Calculating Average Image Intensity Over Zarr Chunks

Hello Dask world! I was wondering about how to properly do an average of each frame inside a zarr store. I have about 56k images in a zarr (here’s a link to a sample of 500 of them) and was guided by @d-v-b to try something like this (or at least this is how I interpreted what he suggested, could have done so incorrectly!). Each image is 512x512 pixels.

def compute_average_intensity(zarrurl):
    z = dask.array.from_zarr(zarrurl)

    avgs = z.mean(axis=(0,1))

    res = avgs.compute()

    print(res.shape)

When I do this, I get 512 as the shape of the result which is definitely not right. I’m guessing I’m using the axis argument incorrectly. Either way, I had anticipated getting the number of images contained in the zarr since I was hoping to just take the average of each individual frame instead of averaging across the chunks which is what I think I did on accident, or perhaps I did an average over the whole zarr for each row or something?

I’ve been tinkering around with map_blocks and iterating through each frame like @ParticularMiner showed me how to do here but have been struggling to get that quite right. I’m also not sure if its necessary to do with map_blocks vs just the built in mean function like in the code block above.

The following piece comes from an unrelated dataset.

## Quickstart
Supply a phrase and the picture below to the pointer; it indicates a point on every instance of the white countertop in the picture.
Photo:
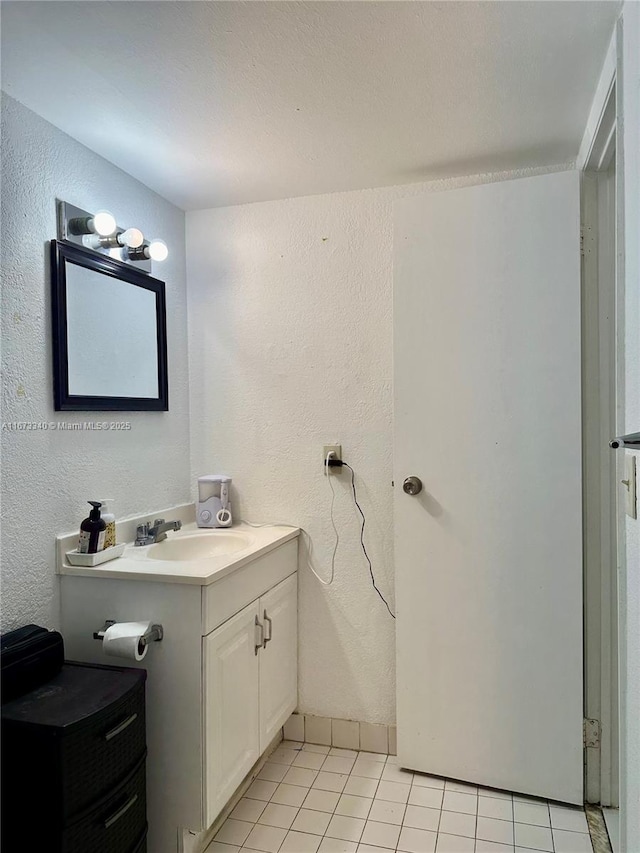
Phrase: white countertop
(137, 563)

I should have tried for just a couple more minutes! I wasn’t averaging over the correct axes.

The input zarr shape is (500, 512, 512), so (z, x, y). I had in my head that it was instead (512, 512, 500), so (x, y, z). If you do:

def compute_average_intensity(zarrurl):
    z = dask.array.from_zarr(zarrurl)

    avgs = z.mean(axis=(1,2))

    res = avgs.compute()

    print(res.shape)

You get what seems to be the correct answer! The shape of your result is (500,) with the test images.

Check your input data dims folks!